In some sense, attention is a way to calculate a vector representation of a token using its context. (2) encoder-decoder attention calculates a vector representation of each token in the (generated) output sequence based on all tokens in the input sequence. Thus, it’s called encoder-decoder attention.

Unless you don’t want to use some certain token(s) in the input sequence for some output token(s), there is no reason to mask the information from the input sequence. Therefore, the default mask is None.

The following article visually explains how encoder/decoder self-attention and encoder-decoder attention work in the Transformer.
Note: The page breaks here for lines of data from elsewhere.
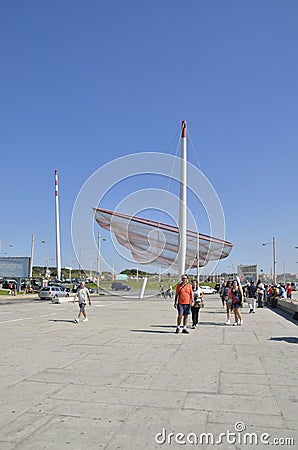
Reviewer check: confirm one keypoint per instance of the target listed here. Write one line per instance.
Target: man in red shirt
(183, 302)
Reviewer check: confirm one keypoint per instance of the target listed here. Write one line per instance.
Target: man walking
(252, 297)
(184, 299)
(83, 295)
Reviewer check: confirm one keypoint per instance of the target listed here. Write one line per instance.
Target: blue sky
(85, 82)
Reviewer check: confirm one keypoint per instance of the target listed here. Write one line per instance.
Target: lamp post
(273, 243)
(98, 259)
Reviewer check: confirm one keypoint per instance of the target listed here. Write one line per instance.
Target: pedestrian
(183, 302)
(260, 293)
(252, 296)
(228, 301)
(198, 303)
(222, 294)
(13, 289)
(236, 293)
(83, 296)
(289, 290)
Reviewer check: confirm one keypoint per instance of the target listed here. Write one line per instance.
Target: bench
(290, 306)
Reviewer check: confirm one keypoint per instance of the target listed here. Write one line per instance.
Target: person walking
(183, 302)
(83, 296)
(197, 305)
(260, 293)
(228, 301)
(289, 290)
(236, 294)
(252, 296)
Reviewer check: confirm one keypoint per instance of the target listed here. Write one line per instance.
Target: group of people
(232, 296)
(188, 299)
(256, 295)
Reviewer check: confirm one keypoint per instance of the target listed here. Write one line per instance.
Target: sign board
(248, 272)
(14, 267)
(121, 277)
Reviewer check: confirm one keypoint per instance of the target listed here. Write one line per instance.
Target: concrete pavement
(124, 380)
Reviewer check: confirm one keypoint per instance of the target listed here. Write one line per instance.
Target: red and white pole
(58, 255)
(183, 202)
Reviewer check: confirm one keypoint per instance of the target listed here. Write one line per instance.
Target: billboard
(248, 272)
(14, 267)
(121, 277)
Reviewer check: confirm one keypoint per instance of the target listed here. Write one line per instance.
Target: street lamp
(98, 258)
(273, 243)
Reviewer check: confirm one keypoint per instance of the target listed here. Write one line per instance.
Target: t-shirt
(184, 294)
(83, 295)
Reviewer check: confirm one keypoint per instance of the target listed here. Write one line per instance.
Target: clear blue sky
(85, 82)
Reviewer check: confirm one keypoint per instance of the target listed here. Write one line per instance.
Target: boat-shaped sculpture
(160, 244)
(152, 242)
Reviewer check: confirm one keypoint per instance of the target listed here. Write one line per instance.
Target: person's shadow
(61, 320)
(290, 340)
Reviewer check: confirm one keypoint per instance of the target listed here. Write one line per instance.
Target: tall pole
(274, 260)
(32, 255)
(182, 203)
(198, 258)
(98, 260)
(58, 256)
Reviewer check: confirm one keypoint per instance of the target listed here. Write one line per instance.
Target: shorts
(183, 310)
(82, 307)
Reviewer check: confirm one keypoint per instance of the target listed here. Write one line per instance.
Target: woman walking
(195, 309)
(237, 301)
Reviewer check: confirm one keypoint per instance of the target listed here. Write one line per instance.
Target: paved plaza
(125, 380)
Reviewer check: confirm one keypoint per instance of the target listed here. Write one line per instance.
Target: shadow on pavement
(152, 331)
(61, 320)
(290, 340)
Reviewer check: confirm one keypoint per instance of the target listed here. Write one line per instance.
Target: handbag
(199, 304)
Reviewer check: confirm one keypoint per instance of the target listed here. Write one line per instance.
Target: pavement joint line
(27, 318)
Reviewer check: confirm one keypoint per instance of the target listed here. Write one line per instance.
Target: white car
(51, 292)
(207, 290)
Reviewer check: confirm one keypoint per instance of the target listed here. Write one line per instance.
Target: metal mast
(183, 202)
(58, 256)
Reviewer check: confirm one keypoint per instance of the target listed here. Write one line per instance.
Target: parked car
(64, 288)
(207, 290)
(50, 292)
(116, 286)
(217, 287)
(7, 284)
(76, 286)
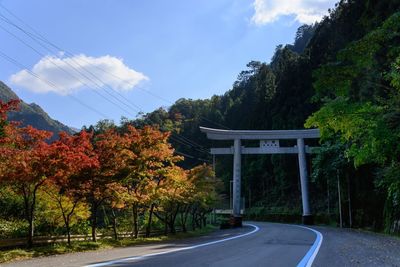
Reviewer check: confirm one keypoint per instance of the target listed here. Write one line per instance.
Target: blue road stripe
(308, 259)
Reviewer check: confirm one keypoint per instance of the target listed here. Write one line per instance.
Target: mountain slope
(32, 114)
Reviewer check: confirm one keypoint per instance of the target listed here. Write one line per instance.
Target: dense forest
(341, 75)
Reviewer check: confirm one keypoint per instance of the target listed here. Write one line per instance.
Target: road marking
(106, 263)
(309, 258)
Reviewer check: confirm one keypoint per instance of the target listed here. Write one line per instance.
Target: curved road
(261, 245)
(265, 244)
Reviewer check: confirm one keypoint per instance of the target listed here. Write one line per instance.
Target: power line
(44, 39)
(15, 62)
(179, 139)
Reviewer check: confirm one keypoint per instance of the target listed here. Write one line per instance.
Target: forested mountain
(32, 114)
(341, 75)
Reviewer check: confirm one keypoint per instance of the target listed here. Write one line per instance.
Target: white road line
(106, 263)
(309, 258)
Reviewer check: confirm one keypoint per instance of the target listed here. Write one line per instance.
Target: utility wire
(42, 38)
(66, 71)
(16, 63)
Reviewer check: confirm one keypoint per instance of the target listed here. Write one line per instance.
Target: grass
(79, 246)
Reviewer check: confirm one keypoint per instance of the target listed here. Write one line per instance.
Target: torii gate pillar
(237, 158)
(269, 144)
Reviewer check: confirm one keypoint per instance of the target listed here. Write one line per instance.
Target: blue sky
(121, 49)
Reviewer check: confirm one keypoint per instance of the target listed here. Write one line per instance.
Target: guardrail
(41, 240)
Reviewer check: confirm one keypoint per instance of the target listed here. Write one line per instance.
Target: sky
(83, 61)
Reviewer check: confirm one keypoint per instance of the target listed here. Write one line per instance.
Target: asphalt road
(268, 244)
(271, 245)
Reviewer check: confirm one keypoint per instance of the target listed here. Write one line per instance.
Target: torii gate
(269, 144)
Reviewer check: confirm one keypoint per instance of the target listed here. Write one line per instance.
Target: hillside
(32, 114)
(340, 75)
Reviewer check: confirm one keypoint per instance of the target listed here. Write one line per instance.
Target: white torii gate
(269, 144)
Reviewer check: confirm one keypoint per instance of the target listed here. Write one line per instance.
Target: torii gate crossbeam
(269, 144)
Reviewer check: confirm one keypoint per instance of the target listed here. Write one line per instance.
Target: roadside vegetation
(105, 179)
(81, 246)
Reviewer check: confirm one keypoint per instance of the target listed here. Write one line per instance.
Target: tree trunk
(183, 223)
(148, 228)
(29, 215)
(340, 202)
(94, 221)
(114, 224)
(135, 220)
(348, 190)
(194, 220)
(166, 224)
(68, 233)
(30, 230)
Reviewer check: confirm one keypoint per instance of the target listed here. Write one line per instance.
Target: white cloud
(304, 11)
(70, 74)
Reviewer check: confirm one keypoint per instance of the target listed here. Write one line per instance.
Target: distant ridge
(32, 114)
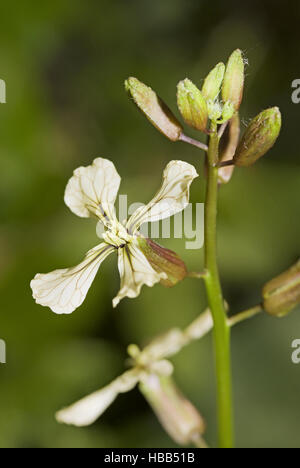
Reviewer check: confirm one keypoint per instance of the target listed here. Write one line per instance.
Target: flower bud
(282, 294)
(213, 81)
(259, 137)
(227, 111)
(192, 105)
(163, 261)
(233, 83)
(156, 111)
(180, 419)
(228, 145)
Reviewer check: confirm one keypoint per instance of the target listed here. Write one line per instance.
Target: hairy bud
(233, 83)
(156, 111)
(282, 294)
(259, 137)
(192, 105)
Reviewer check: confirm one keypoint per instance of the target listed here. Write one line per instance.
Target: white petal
(135, 271)
(93, 190)
(90, 408)
(65, 290)
(172, 197)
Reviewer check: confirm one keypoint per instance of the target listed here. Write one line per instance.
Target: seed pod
(233, 83)
(192, 105)
(259, 137)
(180, 419)
(213, 81)
(228, 145)
(156, 111)
(163, 261)
(282, 294)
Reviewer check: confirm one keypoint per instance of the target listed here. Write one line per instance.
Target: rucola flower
(92, 192)
(153, 375)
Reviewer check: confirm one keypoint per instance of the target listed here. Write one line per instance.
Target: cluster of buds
(218, 100)
(217, 103)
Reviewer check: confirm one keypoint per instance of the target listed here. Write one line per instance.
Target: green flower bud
(163, 261)
(259, 137)
(227, 111)
(233, 83)
(192, 105)
(228, 145)
(214, 110)
(180, 419)
(282, 294)
(156, 111)
(213, 81)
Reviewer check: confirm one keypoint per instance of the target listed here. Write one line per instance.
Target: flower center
(117, 235)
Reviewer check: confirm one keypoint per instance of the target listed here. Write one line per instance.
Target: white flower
(178, 416)
(92, 192)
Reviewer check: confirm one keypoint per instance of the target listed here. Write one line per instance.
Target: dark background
(64, 64)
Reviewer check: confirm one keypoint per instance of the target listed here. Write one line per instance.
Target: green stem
(216, 301)
(247, 314)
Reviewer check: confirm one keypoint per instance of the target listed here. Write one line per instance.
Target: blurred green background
(64, 64)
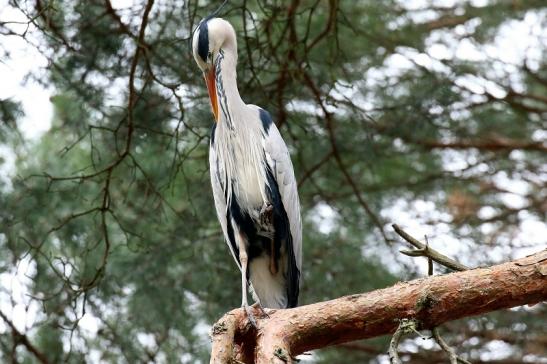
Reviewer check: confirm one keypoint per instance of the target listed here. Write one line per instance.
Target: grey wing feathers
(279, 160)
(218, 180)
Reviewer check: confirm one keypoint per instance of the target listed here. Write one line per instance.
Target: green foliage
(113, 206)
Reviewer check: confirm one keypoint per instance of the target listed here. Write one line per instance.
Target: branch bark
(429, 301)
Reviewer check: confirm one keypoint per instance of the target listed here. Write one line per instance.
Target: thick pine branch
(430, 301)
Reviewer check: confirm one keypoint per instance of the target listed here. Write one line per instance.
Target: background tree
(421, 114)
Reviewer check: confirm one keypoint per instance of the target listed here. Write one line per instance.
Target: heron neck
(229, 99)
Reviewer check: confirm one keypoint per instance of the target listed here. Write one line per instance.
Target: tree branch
(429, 301)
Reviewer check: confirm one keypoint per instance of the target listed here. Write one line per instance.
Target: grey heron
(254, 187)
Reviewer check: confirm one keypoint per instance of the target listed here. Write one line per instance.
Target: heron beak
(212, 88)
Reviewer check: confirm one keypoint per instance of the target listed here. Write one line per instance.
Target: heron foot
(249, 311)
(262, 311)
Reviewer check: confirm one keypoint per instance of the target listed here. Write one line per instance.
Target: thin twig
(454, 358)
(406, 326)
(424, 250)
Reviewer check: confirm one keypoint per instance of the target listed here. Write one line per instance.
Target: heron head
(210, 37)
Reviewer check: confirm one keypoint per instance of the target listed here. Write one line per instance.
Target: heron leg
(243, 259)
(257, 303)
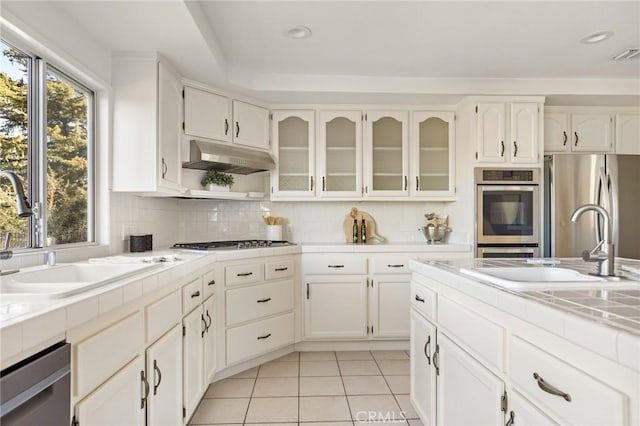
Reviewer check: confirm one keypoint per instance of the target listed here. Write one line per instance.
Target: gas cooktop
(231, 245)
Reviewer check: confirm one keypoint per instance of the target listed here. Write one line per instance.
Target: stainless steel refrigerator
(611, 181)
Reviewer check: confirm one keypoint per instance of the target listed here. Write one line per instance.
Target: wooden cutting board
(369, 222)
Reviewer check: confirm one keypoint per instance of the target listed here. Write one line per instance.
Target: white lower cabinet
(423, 372)
(336, 307)
(118, 401)
(164, 379)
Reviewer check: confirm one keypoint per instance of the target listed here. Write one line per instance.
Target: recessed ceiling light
(298, 32)
(596, 37)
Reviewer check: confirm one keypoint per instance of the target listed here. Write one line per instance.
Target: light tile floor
(333, 388)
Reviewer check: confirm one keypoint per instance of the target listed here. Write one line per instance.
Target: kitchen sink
(545, 278)
(62, 280)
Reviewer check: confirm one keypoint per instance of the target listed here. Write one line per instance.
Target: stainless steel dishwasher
(36, 391)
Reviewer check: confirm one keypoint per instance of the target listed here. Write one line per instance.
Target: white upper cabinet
(294, 147)
(521, 125)
(250, 125)
(386, 156)
(340, 155)
(432, 154)
(206, 114)
(628, 133)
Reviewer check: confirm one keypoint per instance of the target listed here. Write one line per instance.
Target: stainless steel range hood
(205, 155)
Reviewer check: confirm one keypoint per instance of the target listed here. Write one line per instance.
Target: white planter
(217, 188)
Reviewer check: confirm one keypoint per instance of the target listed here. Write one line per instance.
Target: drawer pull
(426, 346)
(550, 389)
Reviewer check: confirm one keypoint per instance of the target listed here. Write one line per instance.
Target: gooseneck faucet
(603, 252)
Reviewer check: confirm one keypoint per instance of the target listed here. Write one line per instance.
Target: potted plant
(214, 180)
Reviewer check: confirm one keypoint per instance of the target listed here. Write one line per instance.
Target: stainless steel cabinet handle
(143, 378)
(426, 346)
(550, 389)
(156, 369)
(511, 421)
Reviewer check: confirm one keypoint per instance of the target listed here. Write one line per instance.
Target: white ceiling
(413, 50)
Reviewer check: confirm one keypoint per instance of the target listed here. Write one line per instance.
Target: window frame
(37, 70)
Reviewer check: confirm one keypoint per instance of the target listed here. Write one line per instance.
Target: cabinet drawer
(423, 300)
(191, 295)
(162, 315)
(478, 333)
(591, 401)
(244, 274)
(253, 339)
(391, 264)
(277, 270)
(100, 356)
(209, 284)
(338, 264)
(247, 303)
xdwang0726 · November 21, 2019, 6:20pm

Thank you! Your explaination is very clear and is very helpful! I still have a contains that I followed your suggestion and trained a summarization model using nn.TransformerDecoder (I used BERT as an encoder), the training seems go well (training can generate meaningful sentences), but the inference process only generate the same token (repeatly). I am wondering does the training and inference different in settings? (The only difference I did for training and inference is that in the inference, I send one token at the very begining and add the generated token to the decoder for the next prediction.)

agnes · December 10, 2019, 2:19pm

Did you find a solution ?

zhangguanheng66 · December 12, 2019, 9:33pm

If you see a repeating token from transformer during inference, you may need a mask during training. Your model are not effectively learning anything.

mathematicsofpaul · August 7, 2020, 4:27pm

What could be possible reasons why my model is delivering repeated tokens during training and effectively at inference?

shamoons · November 18, 2020, 2:12am

Same problem - would love any input or ideas?